Mas além dessa arte, temos uma outra que é de livre expressão individual com a carga metafísica que poderá baralhar «arte», «objecto mediático» e «belo» (Shopenhauer: 1966,21). Se a «ociwa» goza duma personalidade vital diferente de muntu, diante do seu criador e perante a matéria na qual foi extraído, é porque também é diferente de Ka-lûnga (Deus) cuja essência se aproxima. Trata-se da IMAGINAÇÂO criadora (Panofsky: 1968,37).
Nietzsche propõe «Apollon» e «Dionisyos» como dois princípios da Estética: no «principium individuationis», Apollon é «deus da individualidade» (conhece-te a si mesmo) e Dionisyos passa a ser «deus da ilusão da consciência» que produz o primeiro. (Nietzsche: 1977; Lacoste:75-76). Com essa classificação Nietzsche aproxima-se da concepção muntu-angolana. Apollon (Suku) e Dionisyos (Kalûnga) se traduzem como duas extremidades da «Li/Lûngu». A imaginação que precede e sucede a «ociwa» (arte) é próxima tanto do «li», ou seja a «pré-existência/existência» assim como de «ndûngu/lûngu» sem portanto incorporar-se nos perímetros ontológicos destes.
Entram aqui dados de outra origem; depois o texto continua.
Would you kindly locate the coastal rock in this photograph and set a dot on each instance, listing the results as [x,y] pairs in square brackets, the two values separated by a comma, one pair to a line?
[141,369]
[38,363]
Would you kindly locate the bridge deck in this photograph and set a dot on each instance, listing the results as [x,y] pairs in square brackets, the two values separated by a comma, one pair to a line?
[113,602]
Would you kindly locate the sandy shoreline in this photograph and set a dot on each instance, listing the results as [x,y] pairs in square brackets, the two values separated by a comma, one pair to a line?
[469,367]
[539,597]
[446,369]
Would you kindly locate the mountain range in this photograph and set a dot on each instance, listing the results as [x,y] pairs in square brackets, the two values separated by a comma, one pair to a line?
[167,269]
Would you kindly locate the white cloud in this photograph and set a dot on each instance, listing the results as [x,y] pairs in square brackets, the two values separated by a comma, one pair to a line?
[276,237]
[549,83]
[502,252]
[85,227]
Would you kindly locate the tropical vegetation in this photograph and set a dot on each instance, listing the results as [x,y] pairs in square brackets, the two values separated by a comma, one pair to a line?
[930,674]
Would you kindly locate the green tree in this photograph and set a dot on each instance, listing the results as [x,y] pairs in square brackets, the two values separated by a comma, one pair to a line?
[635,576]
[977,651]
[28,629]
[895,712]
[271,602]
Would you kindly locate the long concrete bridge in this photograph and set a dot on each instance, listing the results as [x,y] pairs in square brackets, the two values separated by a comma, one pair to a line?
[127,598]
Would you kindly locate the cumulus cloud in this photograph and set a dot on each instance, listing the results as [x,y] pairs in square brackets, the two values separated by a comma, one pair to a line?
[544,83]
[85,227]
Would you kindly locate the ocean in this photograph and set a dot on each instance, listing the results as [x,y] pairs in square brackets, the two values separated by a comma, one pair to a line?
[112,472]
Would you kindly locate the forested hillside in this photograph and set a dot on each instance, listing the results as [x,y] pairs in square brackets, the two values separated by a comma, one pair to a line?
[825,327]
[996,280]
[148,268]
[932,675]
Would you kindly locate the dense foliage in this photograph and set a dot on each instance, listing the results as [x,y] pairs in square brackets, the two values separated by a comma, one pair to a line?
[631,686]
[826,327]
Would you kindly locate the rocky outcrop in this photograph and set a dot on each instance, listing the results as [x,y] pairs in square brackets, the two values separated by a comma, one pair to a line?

Nota-se que o destino da arte se resume a sua própria essência como uma dimensão embrionária de Muntu com o mundo que o cerca. E sem pretender corrigir Aristóteles que procura na «purgação» algumas paixões como medo e misericórdia (Aristóteles:2003,1453a), o destino da arte, na concepção muntu-angolana é ukwa-hênda (compassividade): geralmente hênda é entre os Umbundu e Côkwe emoção, compaixão, misericórdia (Alves:1951,p.150), aquilo que os Kôngo chamam ñkênda: caridade, misericórdia, compaixão, dores, mágoas. (Laman, p.716), ou seja o henda dos Kimbûndu. E como podemos ver, o sistema metafísico muntu-angolano classifica sem dificuldade o «pessimismo» da tragédia grega que levou Aristóteles a «inventar» uma purgação, e que Nietzsche se esforçou tanto para eliminar a ambiguidade (Nietzsche:1977) assim como Schopenhauer quando examina as obras do pintor Raphael e da tragédia também (Shopenhauer:1966,23-43).
Acção e conhecimento constituem a primeira etapa da percepção sensível que constrói o ego-visão (persuasão) do muntu-angolano. As substâncias dialécticas entre ego-visão e cosmo-visão estabelecem a segunda etapa que é compreendida pela construção analítica (convicção). A justaposição sujeito-objecto permite a compreensão da persuasão e convicção. Pois é, a percepção sensível é vulnerável a incerteza, razão pela qual verdade, inverdade, mentira pertencem a sensibilidade (osalu, nkênda, nduluku) estão aglomerados em «li». No «lûngu», a «consciência necessária», ou se devemos emprestar a expressão do Kant, «consciência pura» passa a ser «alvo» a atingir pela ânsia, vontade e desejo humano. E, não limitando em «mimésis» a arte constitui a sua própria dimensão ontológica: ndûngu/lûngu.